Investigation on the tribological behavior and wear mechanism of parts processed by fused deposition additive manufacturing process

Abstract

Fused deposition modeling (FDM) is a process for producing three dimensional products by layer by layer deposition directly from a digital file, becoming, more exciting among researchers from academia and industry in recent years. However, there is currently a lack of basic knowledge about the effect of multiple processing parameters on the wear behavior of FDM manufactured parts. The purpose of this study is to investigate the effect of different FDM fabrication parameters on the tribological behavior and wear mechanism of processed prototypes using definitive screening design and partial least squares regression. The FDM process parameters considered for experiments are layer thickness, air gap, raster angle, build orientation, road width and number of contours. The study of worn surfaces morphology was also conducted by scanning electron microscopy (SEM).

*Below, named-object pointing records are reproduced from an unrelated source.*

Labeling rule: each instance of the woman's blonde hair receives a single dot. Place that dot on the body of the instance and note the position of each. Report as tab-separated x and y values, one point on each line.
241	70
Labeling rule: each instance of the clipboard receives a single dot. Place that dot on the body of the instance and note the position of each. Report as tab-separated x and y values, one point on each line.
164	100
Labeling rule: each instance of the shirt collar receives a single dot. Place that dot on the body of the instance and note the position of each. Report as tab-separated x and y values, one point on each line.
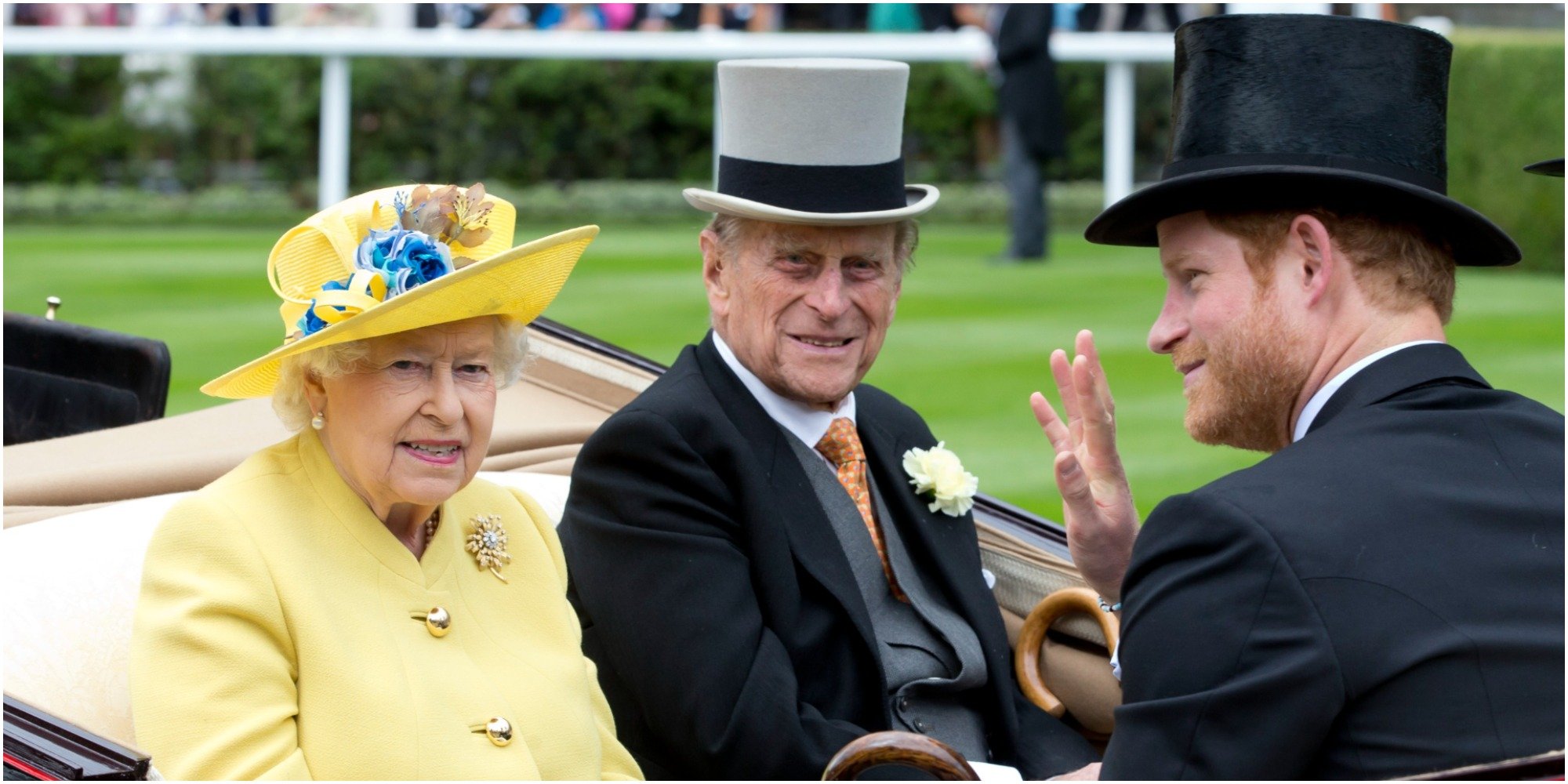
802	421
1321	397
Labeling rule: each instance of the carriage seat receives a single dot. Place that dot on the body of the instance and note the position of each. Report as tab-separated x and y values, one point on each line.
73	584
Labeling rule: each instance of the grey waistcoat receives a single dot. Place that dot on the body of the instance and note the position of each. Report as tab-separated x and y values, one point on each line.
931	658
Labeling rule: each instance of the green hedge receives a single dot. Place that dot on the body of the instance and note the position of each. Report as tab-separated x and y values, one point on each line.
1506	111
253	125
452	120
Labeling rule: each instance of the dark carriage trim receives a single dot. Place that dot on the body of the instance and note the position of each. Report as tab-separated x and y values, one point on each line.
593	344
42	744
1050	535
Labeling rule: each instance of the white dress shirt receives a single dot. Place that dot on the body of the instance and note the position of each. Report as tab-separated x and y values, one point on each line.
1321	397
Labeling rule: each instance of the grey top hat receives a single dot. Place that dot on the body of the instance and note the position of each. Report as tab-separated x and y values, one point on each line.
815	142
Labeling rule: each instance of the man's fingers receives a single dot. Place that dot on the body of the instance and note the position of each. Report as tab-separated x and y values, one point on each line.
1086	347
1100	430
1073	484
1062	372
1050	423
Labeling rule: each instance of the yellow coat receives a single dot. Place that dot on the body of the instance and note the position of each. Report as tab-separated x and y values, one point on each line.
275	639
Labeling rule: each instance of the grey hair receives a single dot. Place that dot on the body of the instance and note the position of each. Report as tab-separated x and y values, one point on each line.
332	361
733	231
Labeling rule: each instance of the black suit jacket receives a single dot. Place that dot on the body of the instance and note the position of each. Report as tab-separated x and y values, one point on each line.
1029	79
728	630
1382	598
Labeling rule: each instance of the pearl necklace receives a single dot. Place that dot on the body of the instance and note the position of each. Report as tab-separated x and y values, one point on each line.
432	524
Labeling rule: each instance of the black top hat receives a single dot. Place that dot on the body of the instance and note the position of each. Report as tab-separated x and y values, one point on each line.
1285	111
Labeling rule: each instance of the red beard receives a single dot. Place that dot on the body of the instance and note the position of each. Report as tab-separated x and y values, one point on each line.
1252	379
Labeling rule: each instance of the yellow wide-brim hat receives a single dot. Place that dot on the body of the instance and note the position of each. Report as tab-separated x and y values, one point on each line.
492	278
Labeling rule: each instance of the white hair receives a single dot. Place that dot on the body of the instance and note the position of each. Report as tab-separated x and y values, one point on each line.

In this study, the FDM process parameters are optimized using Nelder–Mead simplex method to minimize the wear rate and findings were validated by confirmation experiment. The results demonstrate that the FDM process parameters greatly affect the wear behavior of the manufactured parts due to the various microstructural modifications during manufacturing process that cause the changes in the wear properties, which is totally accordant to practical observation. The experimental results indicate that the wear rate of the FDM manufactured parts decreases with the decrease in layer thickness and build orientation, but with the increase in raster angle and air gap. It is found that the lowest and highest values for both road width and number of contours produce high wear rates compared to the wear rates at the center level of those parameters. This study provides useful guides for practical selection of FDM fabrication parameters to improve the tribological properties.